1. Field of the Invention
This invention pertains to a membrane switch assembly in which the movement of at least one flexible membrane closes the switch contacts. In membrane switches of the mechanical type, the movement of a flexible membrane simultaneously causes the movement of a conductive member to bridge and close the normally open switch contacts. The membrane movement is typically provided by light finger pressure which moves an internal conductive member through a small gap to close the switch. The present invention includes a further provision for providing tactile and audible feedback to the operator of the switch, while retaining the planar construction and thickness parameters of prior art membrane switches.
2. Description of the Prior Art
In the construction of one type of membrane switch, one or both of the switch contacts is incorporated into an insulative substrate which may comprise a film base or a circuit board panel. The underside of a flexible upper membrane, which overlies the substrate and is spaced apart from the contacts thereon includes a conductive member which may be the other of the switch contacts or a conductive bridge, either of which is adapted to close the contacts upon depression of the flexible membrane. In either case there is a small air gap or space between the contact area of the substrate and the conductive underside of the flexible membrane in the normally open position of the switch. Such constructions are shown, for example, in U.S. Pat. Nos. 3,898,421; 4,365,130 and 4,284,866.

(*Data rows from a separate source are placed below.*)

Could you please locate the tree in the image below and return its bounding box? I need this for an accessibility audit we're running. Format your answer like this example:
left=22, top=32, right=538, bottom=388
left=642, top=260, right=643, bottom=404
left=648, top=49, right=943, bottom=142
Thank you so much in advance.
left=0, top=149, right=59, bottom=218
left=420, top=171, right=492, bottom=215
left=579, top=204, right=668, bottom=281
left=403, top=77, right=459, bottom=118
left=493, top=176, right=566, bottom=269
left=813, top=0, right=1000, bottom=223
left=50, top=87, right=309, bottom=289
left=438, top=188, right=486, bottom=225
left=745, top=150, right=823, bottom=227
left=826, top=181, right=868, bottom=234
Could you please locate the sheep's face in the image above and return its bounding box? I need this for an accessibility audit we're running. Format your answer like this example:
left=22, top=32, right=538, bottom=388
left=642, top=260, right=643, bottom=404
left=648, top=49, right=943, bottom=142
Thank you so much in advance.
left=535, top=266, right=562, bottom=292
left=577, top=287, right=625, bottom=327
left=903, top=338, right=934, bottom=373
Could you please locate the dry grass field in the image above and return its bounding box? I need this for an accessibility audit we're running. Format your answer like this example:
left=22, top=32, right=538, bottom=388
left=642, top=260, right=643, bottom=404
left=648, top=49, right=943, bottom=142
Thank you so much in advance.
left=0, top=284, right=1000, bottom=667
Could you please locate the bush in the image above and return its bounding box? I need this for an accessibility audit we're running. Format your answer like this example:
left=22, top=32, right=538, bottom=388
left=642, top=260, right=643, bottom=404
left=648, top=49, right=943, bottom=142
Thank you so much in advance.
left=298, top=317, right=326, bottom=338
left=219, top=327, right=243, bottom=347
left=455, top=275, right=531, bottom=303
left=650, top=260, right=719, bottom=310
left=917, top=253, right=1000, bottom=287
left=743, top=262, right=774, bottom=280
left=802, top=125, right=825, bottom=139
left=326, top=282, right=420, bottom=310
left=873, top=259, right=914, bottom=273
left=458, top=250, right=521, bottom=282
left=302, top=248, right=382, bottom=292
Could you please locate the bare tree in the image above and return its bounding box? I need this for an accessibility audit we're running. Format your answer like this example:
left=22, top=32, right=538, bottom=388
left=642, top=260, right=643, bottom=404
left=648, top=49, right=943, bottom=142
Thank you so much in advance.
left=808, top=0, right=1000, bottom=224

The problem of tactile or audible feedback in the membrane switch has been recognized for some time. The typical membrane switch operation requires a very light force, and a very small deflection to make a contact. Without any type of feedback (visual, audible or tactile) many operators have difficulty sensing switch closure.
One solution to the problem of tactile feel has been the introduction of a dome, either metal or heat formed plastic, which is flexible and which has a certain snap as it is depressed. Some switch designs have incorporated the metal snap domes as active contact members of the switch, acting as shorting pads. Other prior art designs have used an embossed plastic bubble rather than a metal dome. This has been done on the overlay of the membrane switch or on a separate layer between the membrane and the overlay. The plastic bubble concept often produces undesirable tactile characteristics because it does not uniformly deflect over its entire area. Since the bubble does not deform consistently toward the center, an undesirable "teasing" effect may occur. Switch teasing is undesirable because the operator may receive an acceptable tactile feel response, but yet the switch may not close properly. The present invention incorporates a force actuator to reduce any teasing possibilities.
Other methods of producing tactile feel exist but they are difficult to apply in planar construction. Conductive rubber switching can be molded into many different force vs. deflection profiles. However, these molded actuators have package profiles much greater than the typical 0.030"-0.040" membrane switch. Plastic bubbles are often integrated with molded buttons to provide a rigid plunger for actuating the bubble. The button stem acts like a force actuator concentrating the switch force. The drawback to button designs, is also inherent in their non-planar package height. The intent of the present invention is to provide tactile feedback within present membrane thickness parameters.